Another consequence of filling the metadata for the thin pool mentioned earlier was the disk switched to read-only. Upon recovery I had some corrupted Postgres DBs and needed to restore from backup. The Postgres Operator makes that possible with by poking at different parts of the YAML. It's an incredible tool, but not knowing it inside out, I spent a lot of time feeling frustrated that I couldn't just jump on the server and fix things. Instead, everything is orchestrated, and it's feels a bit like operating a light switch with a broom stick.
For my use, I don't need anything like the capabilities PGO offers, and I should KISS.
The big takeaway
Understand your tools. Read the docs. Be curious about what can go wrong. Test those scenarios at your leisure, not in production.
Next time
All of that is gone. I'll be back to describe what replaced it.

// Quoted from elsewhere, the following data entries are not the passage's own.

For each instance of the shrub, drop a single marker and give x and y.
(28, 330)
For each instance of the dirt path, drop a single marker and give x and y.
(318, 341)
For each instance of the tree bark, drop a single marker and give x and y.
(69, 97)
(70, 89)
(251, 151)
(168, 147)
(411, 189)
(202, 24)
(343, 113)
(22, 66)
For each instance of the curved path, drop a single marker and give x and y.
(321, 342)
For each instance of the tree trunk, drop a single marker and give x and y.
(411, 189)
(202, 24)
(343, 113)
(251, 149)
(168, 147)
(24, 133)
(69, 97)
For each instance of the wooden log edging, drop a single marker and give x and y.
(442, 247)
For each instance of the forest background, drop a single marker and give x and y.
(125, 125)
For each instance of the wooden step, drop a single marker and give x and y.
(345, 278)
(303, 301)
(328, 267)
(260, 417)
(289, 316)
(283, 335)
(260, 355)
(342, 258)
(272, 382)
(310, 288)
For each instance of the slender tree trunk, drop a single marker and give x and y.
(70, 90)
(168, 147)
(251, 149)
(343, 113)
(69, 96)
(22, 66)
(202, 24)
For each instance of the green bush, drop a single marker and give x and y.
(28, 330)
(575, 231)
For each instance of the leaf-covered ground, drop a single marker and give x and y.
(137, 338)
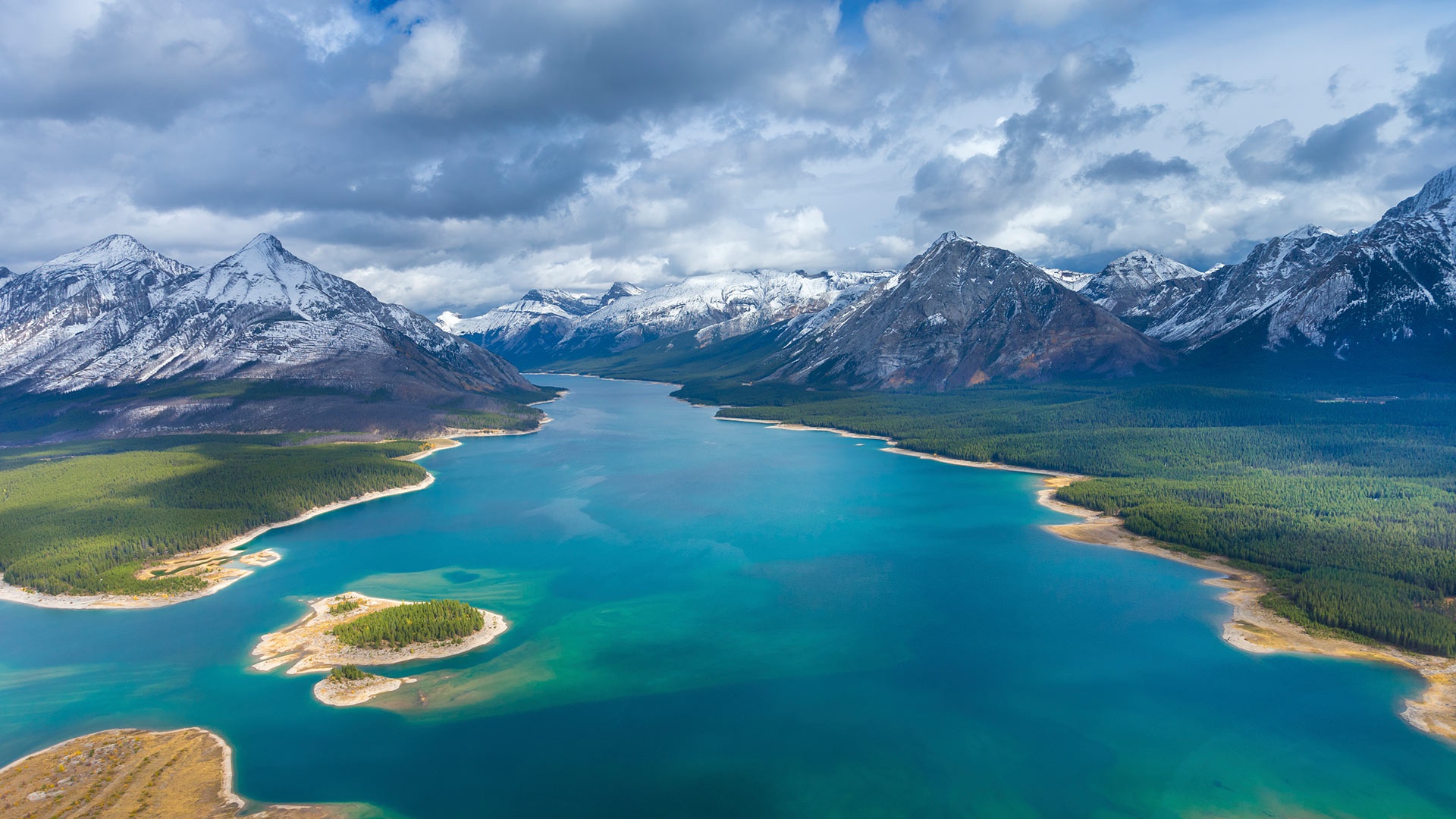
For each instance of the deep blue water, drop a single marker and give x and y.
(724, 620)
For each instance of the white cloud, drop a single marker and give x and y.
(428, 60)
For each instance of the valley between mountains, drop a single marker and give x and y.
(1288, 419)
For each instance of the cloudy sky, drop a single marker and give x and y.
(453, 155)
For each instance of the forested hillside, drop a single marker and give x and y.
(1347, 506)
(83, 518)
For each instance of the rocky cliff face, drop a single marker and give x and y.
(1142, 287)
(549, 324)
(1234, 295)
(117, 312)
(963, 314)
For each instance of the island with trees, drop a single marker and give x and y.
(351, 630)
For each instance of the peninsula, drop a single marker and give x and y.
(351, 630)
(188, 575)
(1253, 624)
(181, 774)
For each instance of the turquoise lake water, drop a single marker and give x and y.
(718, 618)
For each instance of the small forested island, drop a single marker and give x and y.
(351, 630)
(181, 774)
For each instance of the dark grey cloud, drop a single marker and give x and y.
(1272, 153)
(1074, 107)
(1433, 99)
(1213, 89)
(452, 150)
(1136, 167)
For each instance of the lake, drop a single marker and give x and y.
(718, 618)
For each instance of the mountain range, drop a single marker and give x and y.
(963, 312)
(117, 328)
(117, 314)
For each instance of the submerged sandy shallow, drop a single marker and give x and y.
(1251, 627)
(180, 774)
(312, 649)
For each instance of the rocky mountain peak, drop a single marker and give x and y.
(1440, 188)
(114, 253)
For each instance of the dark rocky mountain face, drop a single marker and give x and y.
(1391, 284)
(1237, 293)
(1383, 297)
(963, 314)
(118, 315)
(1142, 287)
(551, 325)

1 Notably, I've found IPv4 performance is often better over this link too, with lower ping times to many sites with AA compared to Virgin Media, despite having to transit VM to get to AA first.
2 You can pick up Microsoft 365 Family for under 50GBP per year if you watch out for offers on the “gift card” version of it. This gives you 6x 1Tb OneDrive accounts, which is some of the cheapest cloud storage out there. Encrypting what you put there is a good idea, so tools like restic with rclone are your friends.